Alcoholics Anonymous and the other twelve steps groups save countless dollars on overhead expense by getting free or seriously cheap rent from Christian churches to host their meetings. Christianity is also the most popular and culturally dominant religion in the United States, where AA was founded (by ripping of the theology of the Oxford Group cult.) AA presents itself as basically Christian but with room for believers of different faiths. This is an intentional deception.
We’ve already looked at the Twelve Steps in detail, and noted the constant invocations of Higher Power, God, and His will. What I didn’t point out then was the complete absence of Jesus Christ. From the third edition of the Big Book to the present, “Jesus” has not appeared in the Big Book and the solitary reference to “Christ” is dismissive. Some AA members have reported being scorned after revealing their Higher Power was the Christian savior.
“I noticed a HUGE change. I experienced being ostracized. I was keenly made aware that I was the ‘joke in the room’… people laughed when I ‘shared’ anything.”
– from Letters to Orange Papers
An AA faithful expressed how little use she had for Jesus, in recounting a confrontation with alcoholics sent to AA as part of their rehab program at the Salvation Army.
“A few of the guys from the Salvation Army were laughing at me and I suggested to them that they could laugh all they wanted. They could also go out and try to stay sober using just the Salvation Army and Jesus Christ and that we would save them a seat in AA IF they make it back.”
– from Recovery AA Google Group, via Orange Papers
Let’s consider the attitudes revealed in those two testimonies. Faith in Jesus is considered insufficient to cure alcoholism, yet faith in a “Higher Power” is the sure thing. That’s anti Christian. Faith in the “Group Of Drunks” is AA approved but relying on conventional Christian thought earns scorn. That’s idolatry and blasphemy. I’m not a Christian anymore, but I remember enough to be appalled.

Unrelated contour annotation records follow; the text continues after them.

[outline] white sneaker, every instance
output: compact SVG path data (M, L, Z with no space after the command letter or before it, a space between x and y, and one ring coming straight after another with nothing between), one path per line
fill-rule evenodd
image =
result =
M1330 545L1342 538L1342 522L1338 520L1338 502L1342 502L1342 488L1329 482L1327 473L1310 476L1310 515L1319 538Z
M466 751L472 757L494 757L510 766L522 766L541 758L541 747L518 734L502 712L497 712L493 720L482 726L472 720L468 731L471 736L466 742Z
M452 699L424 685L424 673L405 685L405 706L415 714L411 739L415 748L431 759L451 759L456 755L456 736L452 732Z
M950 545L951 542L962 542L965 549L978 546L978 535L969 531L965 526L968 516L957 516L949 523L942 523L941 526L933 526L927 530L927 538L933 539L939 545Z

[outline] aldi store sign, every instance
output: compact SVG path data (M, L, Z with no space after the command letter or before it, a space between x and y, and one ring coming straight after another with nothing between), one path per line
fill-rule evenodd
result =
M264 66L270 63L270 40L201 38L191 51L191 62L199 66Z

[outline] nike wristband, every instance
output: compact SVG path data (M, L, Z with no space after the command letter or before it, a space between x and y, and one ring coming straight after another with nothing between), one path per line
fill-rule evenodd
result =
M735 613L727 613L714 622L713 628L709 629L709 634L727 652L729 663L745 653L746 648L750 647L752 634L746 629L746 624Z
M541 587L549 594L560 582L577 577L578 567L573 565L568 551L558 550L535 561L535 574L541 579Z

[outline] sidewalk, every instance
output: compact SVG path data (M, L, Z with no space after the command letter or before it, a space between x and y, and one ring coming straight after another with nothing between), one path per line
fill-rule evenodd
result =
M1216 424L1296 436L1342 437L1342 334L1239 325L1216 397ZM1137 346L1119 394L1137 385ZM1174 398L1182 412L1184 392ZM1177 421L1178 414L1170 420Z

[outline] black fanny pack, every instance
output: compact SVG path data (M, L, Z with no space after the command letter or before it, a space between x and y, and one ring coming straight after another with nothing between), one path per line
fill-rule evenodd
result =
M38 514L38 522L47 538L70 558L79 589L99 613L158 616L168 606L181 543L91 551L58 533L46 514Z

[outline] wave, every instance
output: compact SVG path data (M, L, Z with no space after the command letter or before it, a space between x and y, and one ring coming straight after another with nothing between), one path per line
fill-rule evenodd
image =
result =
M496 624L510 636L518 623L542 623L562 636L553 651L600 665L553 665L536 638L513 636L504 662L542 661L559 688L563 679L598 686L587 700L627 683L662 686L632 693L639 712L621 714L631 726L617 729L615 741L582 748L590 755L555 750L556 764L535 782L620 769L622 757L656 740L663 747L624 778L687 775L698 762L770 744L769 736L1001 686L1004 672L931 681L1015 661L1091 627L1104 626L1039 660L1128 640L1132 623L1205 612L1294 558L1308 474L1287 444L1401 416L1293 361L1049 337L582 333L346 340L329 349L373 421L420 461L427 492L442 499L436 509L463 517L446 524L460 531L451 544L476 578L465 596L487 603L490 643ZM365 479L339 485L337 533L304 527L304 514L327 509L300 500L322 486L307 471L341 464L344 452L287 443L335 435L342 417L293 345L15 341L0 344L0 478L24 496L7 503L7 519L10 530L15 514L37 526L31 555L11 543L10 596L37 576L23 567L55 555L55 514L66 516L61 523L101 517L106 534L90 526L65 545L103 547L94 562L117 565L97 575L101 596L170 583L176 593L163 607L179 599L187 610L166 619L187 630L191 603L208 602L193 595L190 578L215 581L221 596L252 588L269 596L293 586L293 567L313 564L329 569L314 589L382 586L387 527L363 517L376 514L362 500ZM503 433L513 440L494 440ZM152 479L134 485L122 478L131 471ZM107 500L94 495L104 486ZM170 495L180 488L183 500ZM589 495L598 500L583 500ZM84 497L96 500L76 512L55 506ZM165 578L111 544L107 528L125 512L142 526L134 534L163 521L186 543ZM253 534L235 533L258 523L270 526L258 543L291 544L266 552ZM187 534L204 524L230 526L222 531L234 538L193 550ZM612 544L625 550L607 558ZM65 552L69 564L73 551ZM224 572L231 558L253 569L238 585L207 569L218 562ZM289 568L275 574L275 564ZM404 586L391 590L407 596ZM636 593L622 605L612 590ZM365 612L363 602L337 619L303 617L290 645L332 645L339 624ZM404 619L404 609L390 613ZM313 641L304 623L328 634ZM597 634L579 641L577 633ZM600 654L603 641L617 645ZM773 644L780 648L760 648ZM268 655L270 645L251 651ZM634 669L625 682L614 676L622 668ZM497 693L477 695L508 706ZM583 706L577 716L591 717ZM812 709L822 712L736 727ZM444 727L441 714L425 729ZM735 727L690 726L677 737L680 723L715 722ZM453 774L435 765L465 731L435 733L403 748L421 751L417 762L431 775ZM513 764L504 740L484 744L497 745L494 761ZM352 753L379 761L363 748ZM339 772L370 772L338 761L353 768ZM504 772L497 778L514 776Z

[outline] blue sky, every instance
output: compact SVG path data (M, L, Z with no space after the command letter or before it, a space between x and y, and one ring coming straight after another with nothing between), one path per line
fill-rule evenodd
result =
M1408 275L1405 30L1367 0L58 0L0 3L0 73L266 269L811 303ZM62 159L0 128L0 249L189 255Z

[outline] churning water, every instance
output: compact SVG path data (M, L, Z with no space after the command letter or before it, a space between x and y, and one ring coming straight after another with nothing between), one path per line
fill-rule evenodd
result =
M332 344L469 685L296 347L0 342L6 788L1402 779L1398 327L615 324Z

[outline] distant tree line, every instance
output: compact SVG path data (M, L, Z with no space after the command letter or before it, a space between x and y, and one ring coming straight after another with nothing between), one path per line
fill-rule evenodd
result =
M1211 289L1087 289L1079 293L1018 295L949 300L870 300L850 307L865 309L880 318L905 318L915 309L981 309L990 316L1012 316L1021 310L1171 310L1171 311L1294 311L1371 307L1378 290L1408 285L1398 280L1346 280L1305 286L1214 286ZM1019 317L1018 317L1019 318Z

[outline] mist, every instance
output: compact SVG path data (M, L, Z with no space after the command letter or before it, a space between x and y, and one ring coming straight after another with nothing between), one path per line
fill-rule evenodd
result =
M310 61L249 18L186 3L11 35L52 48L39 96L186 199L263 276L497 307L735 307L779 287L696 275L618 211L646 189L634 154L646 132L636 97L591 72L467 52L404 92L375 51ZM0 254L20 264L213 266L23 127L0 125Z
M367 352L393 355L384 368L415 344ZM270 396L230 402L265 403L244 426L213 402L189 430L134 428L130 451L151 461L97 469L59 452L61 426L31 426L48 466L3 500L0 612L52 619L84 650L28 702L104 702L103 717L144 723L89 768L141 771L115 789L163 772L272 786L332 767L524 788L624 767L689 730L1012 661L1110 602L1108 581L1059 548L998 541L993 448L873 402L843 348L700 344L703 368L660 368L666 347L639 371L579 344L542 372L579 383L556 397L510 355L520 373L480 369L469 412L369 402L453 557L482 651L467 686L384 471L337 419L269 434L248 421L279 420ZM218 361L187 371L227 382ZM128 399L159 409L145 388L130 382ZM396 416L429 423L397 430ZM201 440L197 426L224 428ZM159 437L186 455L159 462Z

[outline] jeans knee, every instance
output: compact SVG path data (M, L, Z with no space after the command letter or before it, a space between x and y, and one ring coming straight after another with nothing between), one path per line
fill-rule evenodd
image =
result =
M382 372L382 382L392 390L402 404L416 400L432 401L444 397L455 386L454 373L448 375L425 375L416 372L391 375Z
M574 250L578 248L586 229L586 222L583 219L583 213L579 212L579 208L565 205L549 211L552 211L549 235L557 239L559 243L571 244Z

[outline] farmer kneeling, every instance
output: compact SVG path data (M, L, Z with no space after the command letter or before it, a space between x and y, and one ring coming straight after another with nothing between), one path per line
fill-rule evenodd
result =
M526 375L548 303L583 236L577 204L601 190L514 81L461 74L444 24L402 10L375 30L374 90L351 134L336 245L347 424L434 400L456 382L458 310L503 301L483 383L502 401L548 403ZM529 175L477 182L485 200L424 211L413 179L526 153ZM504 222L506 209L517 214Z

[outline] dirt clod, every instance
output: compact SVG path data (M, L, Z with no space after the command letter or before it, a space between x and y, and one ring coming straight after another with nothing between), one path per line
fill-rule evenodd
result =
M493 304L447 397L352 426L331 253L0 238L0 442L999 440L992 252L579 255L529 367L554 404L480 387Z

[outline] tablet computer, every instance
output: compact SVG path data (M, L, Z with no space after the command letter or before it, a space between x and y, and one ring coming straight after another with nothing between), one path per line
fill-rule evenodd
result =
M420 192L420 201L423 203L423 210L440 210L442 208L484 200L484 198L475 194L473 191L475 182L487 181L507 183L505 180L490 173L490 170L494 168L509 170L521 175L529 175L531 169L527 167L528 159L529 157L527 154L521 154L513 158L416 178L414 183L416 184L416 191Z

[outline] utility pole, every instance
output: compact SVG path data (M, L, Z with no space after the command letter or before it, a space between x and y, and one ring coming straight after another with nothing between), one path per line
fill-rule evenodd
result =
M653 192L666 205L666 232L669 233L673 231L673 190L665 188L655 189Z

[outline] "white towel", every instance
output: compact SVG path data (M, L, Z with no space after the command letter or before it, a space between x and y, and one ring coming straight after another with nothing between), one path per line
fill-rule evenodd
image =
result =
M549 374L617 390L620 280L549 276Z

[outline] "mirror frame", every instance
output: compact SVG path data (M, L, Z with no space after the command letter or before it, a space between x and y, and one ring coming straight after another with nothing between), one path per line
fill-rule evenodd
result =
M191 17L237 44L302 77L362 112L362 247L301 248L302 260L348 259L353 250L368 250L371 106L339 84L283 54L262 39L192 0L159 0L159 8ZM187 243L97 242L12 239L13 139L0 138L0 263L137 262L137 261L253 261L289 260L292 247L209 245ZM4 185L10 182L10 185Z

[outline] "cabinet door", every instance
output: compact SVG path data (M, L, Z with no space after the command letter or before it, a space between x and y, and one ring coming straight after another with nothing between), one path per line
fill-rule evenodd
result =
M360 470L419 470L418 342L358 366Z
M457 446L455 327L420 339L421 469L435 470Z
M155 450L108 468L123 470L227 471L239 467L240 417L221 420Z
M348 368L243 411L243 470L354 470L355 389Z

This anti Christianity is another AA bait and switch. It presents itself as one thing, before revealing it is another. People come to their first meeting to get help with sobriety, but really get sold a “spiritual awakening”. It says you can have any God you want… so long as it’s Bill Wilson’s. AA can’t accept the Christian God as sufficient, because then AA would be neither special nor necessary.
One last note on the tone in these excerpts: Goading people to fail at sobriety and laughing at people who are sharing their struggles is not how a healthy support group, addiction treatment program, or religion looks. Petty meanness to enforce group conformity and dismiss the concerns of outsiders is cultic behavior, unhealthy and stifling. In terms of personal growth, your habitat should resemble a greenhouse and not a coffin.